さらに、ロシアとウクライナは世界有数の穀物輸出国であるため、事態の長期化による供給懸念から、小麦や大豆、トウモロコシなど穀物価格も上振れするなど、国際商品先物指数であるCRB指数などの国際商品市況も上昇トレンドにある(図表)。
こうした幅広い商品価格の上昇を受けて、全世界的にインフレ圧力が強まることが懸念されており、市場では米連邦準備制度理事会(FRB)をはじめとする主要国中銀がタカ派姿勢を強めるとの見方が強まっている。
これまで市場では、コロナ対応を目的とする世界的な金融緩和を追い風に、「カネ余り」の様相を強めてきた。こうしたなか新興国では、より高い収益を求めるマネーが回帰する動きが見られたが、そうした状況が一変する可能性が高まっている。新興国の一部では資金流出に伴う通貨安が輸入物価を押し上げるなど、国際商品市況の上昇の動きと相まってインフレ圧力が強まる懸念が増している。
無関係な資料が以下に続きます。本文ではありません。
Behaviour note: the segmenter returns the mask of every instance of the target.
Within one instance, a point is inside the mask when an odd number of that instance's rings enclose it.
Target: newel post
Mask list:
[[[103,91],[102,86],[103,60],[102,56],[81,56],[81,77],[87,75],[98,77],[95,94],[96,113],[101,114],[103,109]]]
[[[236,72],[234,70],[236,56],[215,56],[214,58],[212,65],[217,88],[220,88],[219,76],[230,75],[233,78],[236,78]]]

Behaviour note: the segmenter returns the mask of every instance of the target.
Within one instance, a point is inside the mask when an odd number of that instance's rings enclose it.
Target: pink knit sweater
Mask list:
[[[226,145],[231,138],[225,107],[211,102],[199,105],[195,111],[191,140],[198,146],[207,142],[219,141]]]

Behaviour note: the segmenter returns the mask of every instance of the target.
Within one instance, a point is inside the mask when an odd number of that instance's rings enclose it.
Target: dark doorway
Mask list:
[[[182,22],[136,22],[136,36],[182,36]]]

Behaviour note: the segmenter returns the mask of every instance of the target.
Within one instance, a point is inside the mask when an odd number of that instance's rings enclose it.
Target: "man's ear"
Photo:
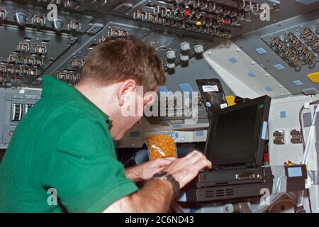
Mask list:
[[[127,79],[123,82],[120,83],[119,89],[118,90],[118,103],[121,106],[124,105],[125,99],[128,92],[132,92],[136,88],[136,82],[134,79]]]

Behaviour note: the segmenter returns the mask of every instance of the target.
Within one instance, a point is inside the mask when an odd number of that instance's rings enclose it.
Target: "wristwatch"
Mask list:
[[[172,183],[174,190],[174,197],[175,198],[179,193],[180,186],[178,181],[170,174],[165,171],[161,171],[154,175],[153,179],[160,180],[168,180]]]

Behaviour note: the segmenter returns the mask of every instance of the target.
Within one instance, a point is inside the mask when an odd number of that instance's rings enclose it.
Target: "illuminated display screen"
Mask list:
[[[301,171],[301,167],[289,167],[288,168],[288,177],[302,177],[303,172]]]

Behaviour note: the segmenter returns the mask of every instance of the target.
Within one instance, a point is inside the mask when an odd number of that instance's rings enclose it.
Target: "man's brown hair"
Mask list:
[[[109,85],[134,79],[144,91],[165,82],[162,62],[154,48],[134,36],[108,39],[94,47],[85,61],[82,82]]]

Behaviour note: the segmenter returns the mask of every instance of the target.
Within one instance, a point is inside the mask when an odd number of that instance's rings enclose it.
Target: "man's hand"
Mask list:
[[[202,169],[212,167],[212,164],[201,153],[194,150],[182,158],[177,159],[164,168],[179,182],[181,188],[189,183]]]
[[[170,164],[163,168],[163,165],[169,162]],[[167,162],[167,160],[160,159],[142,165],[145,166],[142,172],[147,173],[144,178],[150,179],[157,172],[163,170],[172,175],[179,182],[181,187],[191,182],[201,170],[211,168],[212,166],[211,162],[198,151],[193,151],[187,156],[177,160],[170,159]],[[151,179],[138,192],[116,201],[104,212],[167,212],[174,199],[173,196],[173,185],[171,182]]]
[[[125,176],[133,182],[148,180],[174,160],[174,157],[157,158],[140,165],[125,169]]]

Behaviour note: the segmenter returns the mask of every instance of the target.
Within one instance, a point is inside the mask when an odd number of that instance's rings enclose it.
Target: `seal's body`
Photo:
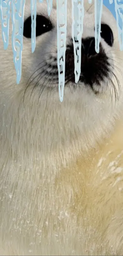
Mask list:
[[[75,84],[68,5],[62,103],[55,6],[49,18],[46,3],[37,3],[32,54],[26,2],[19,85],[10,40],[7,50],[0,49],[1,255],[122,254],[123,55],[117,28],[104,8],[97,54],[94,7],[85,6]]]

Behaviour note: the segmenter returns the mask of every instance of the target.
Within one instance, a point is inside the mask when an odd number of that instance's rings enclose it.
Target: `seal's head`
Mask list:
[[[97,54],[95,50],[94,7],[85,2],[81,73],[77,83],[75,82],[71,7],[69,1],[67,4],[65,83],[63,100],[61,103],[58,91],[56,6],[53,7],[49,17],[47,3],[37,3],[36,47],[32,53],[30,7],[29,1],[26,1],[22,74],[17,85],[18,90],[23,92],[25,105],[31,106],[31,114],[35,115],[36,108],[40,113],[41,120],[46,113],[47,118],[49,116],[52,118],[50,121],[45,117],[46,124],[54,125],[57,130],[60,131],[61,134],[63,131],[64,135],[64,128],[68,134],[70,130],[71,134],[74,137],[76,135],[79,141],[81,137],[84,147],[92,146],[101,137],[104,131],[110,128],[122,107],[123,92],[122,53],[119,49],[116,21],[103,6],[100,49]],[[11,56],[12,54],[12,52]],[[7,64],[6,63],[5,76],[14,92],[13,84],[16,83],[16,77],[15,71],[11,70],[12,61],[12,58]],[[1,72],[2,67],[1,64]],[[16,97],[15,91],[13,93]],[[44,118],[43,123],[45,129]],[[54,132],[56,134],[56,130]]]

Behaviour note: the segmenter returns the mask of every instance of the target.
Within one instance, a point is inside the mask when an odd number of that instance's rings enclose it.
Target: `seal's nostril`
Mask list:
[[[95,38],[92,38],[90,42],[90,45],[87,52],[88,56],[95,55],[97,52],[95,49]]]

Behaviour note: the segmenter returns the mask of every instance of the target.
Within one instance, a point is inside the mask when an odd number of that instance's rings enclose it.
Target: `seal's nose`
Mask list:
[[[95,50],[94,37],[87,38],[82,39],[81,41],[81,51],[82,53],[90,57],[97,54]]]

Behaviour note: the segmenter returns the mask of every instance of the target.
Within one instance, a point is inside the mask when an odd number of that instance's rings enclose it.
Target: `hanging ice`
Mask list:
[[[9,45],[10,2],[10,0],[0,1],[0,16],[4,50],[6,50]]]
[[[11,1],[13,29],[12,45],[14,63],[16,73],[17,84],[19,83],[21,74],[22,53],[25,1],[25,0],[12,0]]]
[[[31,0],[31,42],[32,52],[34,52],[36,46],[37,0]]]
[[[122,51],[123,50],[123,1],[121,0],[114,0],[114,4],[120,48],[121,51]]]
[[[72,0],[72,37],[74,47],[75,82],[81,73],[81,37],[84,15],[84,0]]]
[[[101,22],[103,0],[95,0],[95,51],[98,53],[100,41]]]
[[[47,0],[47,2],[48,14],[49,16],[52,7],[52,0]]]
[[[65,62],[67,25],[67,0],[57,0],[57,65],[60,101],[63,100],[65,82]]]

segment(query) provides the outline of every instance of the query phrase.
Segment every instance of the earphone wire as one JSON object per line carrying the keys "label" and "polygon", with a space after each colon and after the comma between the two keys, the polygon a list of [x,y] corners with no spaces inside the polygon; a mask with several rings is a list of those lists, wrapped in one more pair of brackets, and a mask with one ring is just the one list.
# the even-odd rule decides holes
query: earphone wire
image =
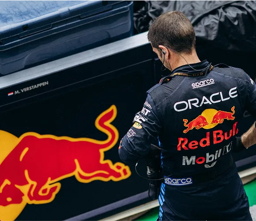
{"label": "earphone wire", "polygon": [[164,53],[164,61],[163,62],[163,64],[162,64],[162,67],[161,67],[161,71],[165,71],[166,70],[166,67],[164,70],[162,70],[163,69],[163,66],[164,66],[164,64],[165,64],[165,54]]}
{"label": "earphone wire", "polygon": [[[185,60],[185,61],[186,61],[186,62],[187,62],[187,64],[188,65],[188,66],[190,67],[191,67],[191,68],[192,68],[193,70],[194,70],[195,71],[204,71],[205,69],[207,69],[207,71],[208,71],[208,69],[209,69],[209,67],[210,67],[210,66],[211,64],[211,63],[209,65],[208,65],[206,67],[205,67],[205,68],[203,68],[203,69],[200,69],[200,70],[196,70],[196,69],[195,69],[195,68],[194,68],[193,67],[191,67],[191,66],[188,64],[188,61],[187,61],[187,60],[186,59],[185,59],[185,58],[184,57],[183,57],[183,56],[182,56],[178,52],[177,52],[175,50],[173,50],[173,49],[170,49],[169,48],[168,48],[168,47],[166,47],[166,46],[165,46],[165,45],[163,45],[163,46],[164,46],[166,48],[167,48],[167,49],[169,49],[170,50],[172,50],[174,52],[175,52],[176,53],[177,53],[177,54],[178,54],[179,55],[180,55],[183,58],[183,59],[184,59]],[[165,56],[165,54],[164,53],[164,61],[165,61],[165,57],[164,57],[164,56]],[[162,68],[161,68],[161,70],[162,70]],[[206,76],[206,73],[207,72],[207,71],[206,71],[206,72],[205,73],[205,75]]]}

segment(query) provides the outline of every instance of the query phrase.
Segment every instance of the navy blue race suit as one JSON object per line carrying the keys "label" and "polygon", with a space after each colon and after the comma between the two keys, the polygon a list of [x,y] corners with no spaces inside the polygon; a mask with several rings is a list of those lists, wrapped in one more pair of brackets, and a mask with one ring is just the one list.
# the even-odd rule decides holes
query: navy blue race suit
{"label": "navy blue race suit", "polygon": [[160,188],[162,221],[252,220],[231,152],[245,110],[256,116],[256,86],[239,68],[208,71],[183,65],[162,79],[121,140],[121,159],[136,162],[158,139],[163,176],[171,174]]}

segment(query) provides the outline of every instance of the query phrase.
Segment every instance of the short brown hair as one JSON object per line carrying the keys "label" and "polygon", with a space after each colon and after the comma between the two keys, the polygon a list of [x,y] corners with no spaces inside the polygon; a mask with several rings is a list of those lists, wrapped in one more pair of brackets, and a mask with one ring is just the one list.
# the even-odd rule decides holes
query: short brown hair
{"label": "short brown hair", "polygon": [[196,34],[190,21],[177,11],[159,16],[149,28],[148,41],[154,48],[162,45],[178,52],[191,53],[196,45]]}

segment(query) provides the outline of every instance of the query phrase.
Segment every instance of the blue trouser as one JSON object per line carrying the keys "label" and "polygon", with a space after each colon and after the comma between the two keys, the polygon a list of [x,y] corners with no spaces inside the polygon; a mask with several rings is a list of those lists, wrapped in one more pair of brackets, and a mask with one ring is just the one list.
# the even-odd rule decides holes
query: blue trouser
{"label": "blue trouser", "polygon": [[233,165],[213,180],[196,186],[162,184],[160,221],[252,221],[248,199]]}

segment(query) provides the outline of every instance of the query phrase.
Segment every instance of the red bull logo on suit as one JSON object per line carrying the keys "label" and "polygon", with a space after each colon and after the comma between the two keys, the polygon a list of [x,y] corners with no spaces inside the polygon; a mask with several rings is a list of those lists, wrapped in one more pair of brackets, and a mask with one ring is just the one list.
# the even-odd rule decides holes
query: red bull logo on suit
{"label": "red bull logo on suit", "polygon": [[131,174],[120,162],[104,159],[104,152],[118,139],[111,123],[117,116],[115,105],[96,119],[96,128],[105,134],[105,140],[72,138],[26,133],[18,138],[0,131],[6,138],[3,158],[0,157],[0,220],[13,221],[26,203],[53,201],[60,191],[59,181],[72,176],[80,182],[118,181]]}
{"label": "red bull logo on suit", "polygon": [[233,116],[234,113],[234,106],[231,108],[231,112],[221,110],[218,111],[215,109],[206,109],[200,115],[188,124],[188,120],[183,119],[184,126],[188,127],[183,131],[183,133],[185,134],[194,128],[199,129],[202,127],[204,129],[214,127],[218,124],[222,124],[224,120],[234,120],[235,117]]}

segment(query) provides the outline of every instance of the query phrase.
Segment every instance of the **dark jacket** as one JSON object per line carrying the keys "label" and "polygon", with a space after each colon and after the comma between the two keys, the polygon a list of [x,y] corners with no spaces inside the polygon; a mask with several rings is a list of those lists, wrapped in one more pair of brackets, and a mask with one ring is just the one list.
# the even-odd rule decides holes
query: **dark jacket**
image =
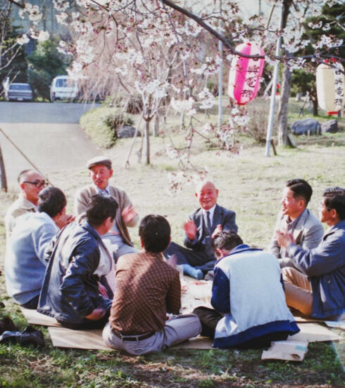
{"label": "dark jacket", "polygon": [[304,250],[290,244],[287,250],[294,265],[310,281],[312,317],[326,318],[345,311],[345,220],[329,229],[317,248]]}
{"label": "dark jacket", "polygon": [[86,222],[70,224],[60,232],[52,242],[39,313],[78,324],[95,308],[108,308],[111,301],[99,295],[100,277],[94,274],[99,264],[99,244],[103,245],[100,236]]}
{"label": "dark jacket", "polygon": [[[215,205],[215,212],[213,214],[213,220],[212,222],[211,232],[213,233],[217,227],[217,225],[222,225],[223,231],[233,231],[237,232],[237,225],[235,222],[236,214],[232,210],[228,210],[225,207]],[[199,208],[194,213],[188,216],[189,219],[192,219],[196,226],[196,236],[193,241],[191,241],[187,234],[184,237],[184,245],[187,248],[192,249],[196,252],[203,252],[210,256],[214,257],[213,253],[211,248],[211,236],[207,236],[205,238],[205,244],[203,243],[203,212],[201,208]]]}

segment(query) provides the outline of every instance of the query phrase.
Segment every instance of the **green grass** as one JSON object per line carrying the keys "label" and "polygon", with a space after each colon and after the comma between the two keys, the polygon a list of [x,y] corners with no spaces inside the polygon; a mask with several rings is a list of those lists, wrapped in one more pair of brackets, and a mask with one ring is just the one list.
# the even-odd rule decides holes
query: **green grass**
{"label": "green grass", "polygon": [[[216,121],[213,114],[211,119]],[[171,122],[178,128],[178,117],[172,118]],[[176,143],[183,145],[184,133],[177,129],[172,135]],[[235,138],[244,147],[239,155],[232,157],[215,156],[214,150],[207,150],[203,140],[196,138],[193,163],[199,167],[208,166],[210,178],[220,190],[219,203],[236,212],[239,234],[253,246],[265,248],[268,244],[287,179],[299,177],[310,183],[314,193],[310,207],[314,213],[326,187],[345,184],[344,132],[299,138],[297,149],[278,148],[278,155],[268,158],[264,157],[263,147],[243,133]],[[112,183],[126,190],[141,217],[149,213],[167,217],[172,239],[181,243],[185,217],[198,206],[194,186],[184,185],[176,197],[169,194],[167,174],[175,171],[177,164],[165,156],[169,139],[163,131],[151,139],[151,165],[138,163],[136,153],[141,140],[137,139],[130,165],[125,169],[132,141],[118,140],[114,147],[104,151],[113,161]],[[49,178],[66,193],[68,210],[72,212],[77,188],[89,181],[87,174],[72,168]],[[0,309],[0,317],[9,315],[24,328],[25,318],[6,295],[1,264],[4,215],[15,196],[15,191],[0,193],[0,299],[6,305]],[[139,247],[137,227],[130,232]],[[42,349],[0,345],[0,387],[344,387],[344,340],[335,347],[330,343],[311,343],[304,361],[292,363],[262,361],[260,351],[181,349],[132,357],[118,351],[63,350],[54,348],[48,331],[42,330],[45,346]]]}

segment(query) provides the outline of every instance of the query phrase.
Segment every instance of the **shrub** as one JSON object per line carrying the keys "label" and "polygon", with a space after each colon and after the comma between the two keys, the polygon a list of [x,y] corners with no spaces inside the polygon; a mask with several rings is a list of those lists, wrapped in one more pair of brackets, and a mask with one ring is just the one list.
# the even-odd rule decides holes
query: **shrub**
{"label": "shrub", "polygon": [[116,140],[116,130],[120,126],[132,125],[134,121],[118,108],[100,107],[83,114],[80,123],[96,145],[109,148]]}

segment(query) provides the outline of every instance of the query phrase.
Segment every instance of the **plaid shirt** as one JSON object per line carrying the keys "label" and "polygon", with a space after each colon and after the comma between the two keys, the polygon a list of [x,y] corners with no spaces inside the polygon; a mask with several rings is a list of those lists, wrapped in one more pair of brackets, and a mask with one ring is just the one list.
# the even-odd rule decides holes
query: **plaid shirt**
{"label": "plaid shirt", "polygon": [[109,322],[123,335],[161,330],[166,313],[181,307],[179,272],[161,253],[142,251],[120,257]]}

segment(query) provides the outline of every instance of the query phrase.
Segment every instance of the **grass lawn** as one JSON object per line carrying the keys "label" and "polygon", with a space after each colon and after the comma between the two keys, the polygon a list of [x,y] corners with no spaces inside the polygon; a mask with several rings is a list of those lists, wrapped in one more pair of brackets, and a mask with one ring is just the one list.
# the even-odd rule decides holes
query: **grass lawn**
{"label": "grass lawn", "polygon": [[[172,132],[176,144],[183,144],[184,133]],[[207,166],[209,177],[220,191],[218,202],[237,214],[239,234],[244,242],[267,246],[280,206],[284,182],[303,178],[313,186],[310,208],[317,213],[322,190],[330,186],[345,186],[345,132],[298,138],[297,149],[278,149],[277,156],[264,157],[264,147],[244,135],[236,140],[243,145],[238,155],[215,155],[204,140],[196,140],[193,162]],[[141,217],[149,213],[165,216],[172,226],[172,239],[182,242],[182,224],[198,206],[194,186],[185,185],[177,196],[169,194],[167,174],[176,171],[177,162],[165,154],[168,137],[162,133],[151,139],[151,164],[137,162],[136,140],[130,165],[125,162],[132,139],[118,140],[101,151],[111,157],[113,184],[123,188]],[[89,182],[86,171],[57,171],[49,180],[73,198],[77,188]],[[11,315],[24,328],[26,322],[7,296],[3,271],[5,231],[4,216],[16,193],[0,193],[0,317]],[[131,235],[138,247],[137,228]],[[132,357],[118,351],[84,351],[54,348],[46,329],[42,349],[0,345],[0,387],[341,387],[344,386],[342,365],[345,341],[337,345],[312,343],[303,363],[261,361],[261,351],[168,350]]]}

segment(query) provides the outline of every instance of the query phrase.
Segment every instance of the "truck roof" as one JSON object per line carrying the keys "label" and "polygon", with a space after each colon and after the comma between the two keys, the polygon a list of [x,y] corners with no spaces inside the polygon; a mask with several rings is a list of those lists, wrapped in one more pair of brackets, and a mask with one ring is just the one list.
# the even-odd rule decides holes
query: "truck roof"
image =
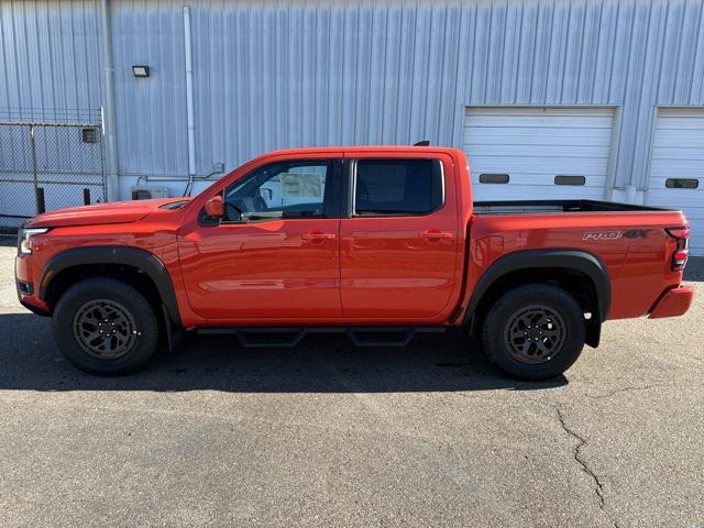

食料品やエネルギーなど生活必需品を中心とする物価上昇の動きは、消費支出に占める生活必需品の割合が高い新興国経済を大きく揺さぶっている。スリランカでは外貨不足が懸念され、原油や石炭価格の上昇を受けた電力不足のほか、生活必需品の供給不足が顕在化しており、反政府デモが激化している。ペルーでも、政治不信がくすぶる中でインフレをきっかけに反政府デモが勃発するなど、新興国で政情不安につながる動きが広がることが懸念される。
2010年から12年にかけて、中東や北アフリカなどアラブ諸国では、小麦価格の高騰に伴う貧困層の困窮や若年層を中心とする雇用不安をきっかけに、政府に対する抗議の動きが広がり、一部の国では政権崩壊に至るいわゆる「アラブの春」と呼ばれる動きが見られた。国際商品市況の上昇やそれに伴う生活必需品を中心とするインフレは、コロナ禍からの回復途上にある新興国経済を大きく揺さぶる。今後の国際情勢にとって新たな火種となる可能性に注意が必要だ。